Washington directed his men from nine feet in the air, sitting majestically atop his horse, providing the spectacle of leadership that his lifelong reading and training had pointed toward. The bombardment was aimed at British troops holed up in the city, but in reality the fusilades were a distraction. For Washington’s first operation against the army he had once longed to be a part of was a dodge, a feint. By the time he had reached Boston from Philadelphia—the journey itself was remarkable, surreal, with people at every town coming into the street to cheer him, to shower him with songs and goodwill, calling him “Excellency”—he was fully aware that he had no true army under his command. Instead, four different groups of American would-be soldiers, most of whom had only ever shot at animals before, each under its own commanding officer, had converged on the city. They had no uniforms and carried whatever weapons they possessed. Somehow Washington had to make them into an army. And he had a secret so terrible he kept it from nearly everyone: the army had only enough gunpowder for each man to fire nine shots.
Maintaining military control of Boston, the seething center of rebellion in the colonies, had been the first order of business for Britain. Its warships patrolled the harbor, and a 9,000-man army—now under the command of William Howe, a forty-seven-year-old veteran who had learned to respect the colonials’ abilities in his service during the French and Indian War—occupied the city. The previous June, colonial forces that had encircled the city clashed with the occupiers; the British had won the so-called Battle of Bunker Hill (whose center was actually nearby Breed’s Hill), but the experience had emboldened the Americans. Nevertheless, Washington knew that attacking the crack British regulars directly with his untrained and virtually unarmed bands of men would be foolhardy. His strategy was to get his troops on top of Dorchester Heights, a hill to the south of Boston. From that vantage they would have a chance. But how to mount the hill without being cut to pieces?
Deception was Washington’s answer. With bales of hay as screens and the mortar and cannon fire to hide the groans of the wagon wheels, 3,000 men started up the hill by moonlight on the night of March 4, hauling with them the heavy guns whose shot, from the heights, could reach the ships in the harbor.
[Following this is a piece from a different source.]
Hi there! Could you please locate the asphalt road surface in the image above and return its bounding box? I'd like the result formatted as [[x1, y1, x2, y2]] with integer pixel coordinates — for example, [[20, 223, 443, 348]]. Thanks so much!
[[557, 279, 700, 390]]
They had mounted the summit and set up a rampart before dawn, to the bewilderment of the awakening British soldiers. “When the Enemy first discovered our Works in the morning,” Washington wrote to John Hancock with satisfaction, “they seemed to be in great confusion, and from their movements to have Intended an Attack.”
He braced for a fight—he had two more contingents ready to attack—but General Howe surprised him by evacuating the city. Washington had no way of knowing what Howe was up to and was stunned by the amount of goods the British had left behind in their rapid retreat. But the sight of the enemy ships’ receding sails was enough for him to conclude that, without an actual clash of soldiers, he had won a battle.
Others thought so too. Newspapers crowed about the great victory of General Washington. He became a hero almost literally overnight. When news of the British evacuation of Boston reached Philadelphia, the giddy members of the Continental Congress voted to have a medal struck: Washington’s bust on one side and on the other the general on horseback surveying Boston from Dorchester Heights. Among those who wrote fawning letters to the commander in chief of American forces, a Massachusetts businessman called him “the Savior of your Country” and declared that he was to be congratulated by “every Friend to Liberty and the Rights of Mankind. . . .”
Of course, that sentiment had to be qualified. Prior to the battle, at a council of war with his officers, Washington had put up for a vote several matters that might improve the military, including whether to allow the enlistment of “any Negroes in the new Army.” Doing so would seemingly make a statement about how far the patriots’ belief in liberty might carry. Washington, with his vast experience of slaves and his conviction that they could not be trusted unless closely watched, had already issued orders against enlistment of “any deserter . . . negro, or vagabond.” After brief consideration, he and his officers voted “to reject Negroes altogether.” Undermanned though they were, the American patriot leaders wanted no help from blacks, not if it involved even the possibility of extending “liberty and the rights of mankind” to them.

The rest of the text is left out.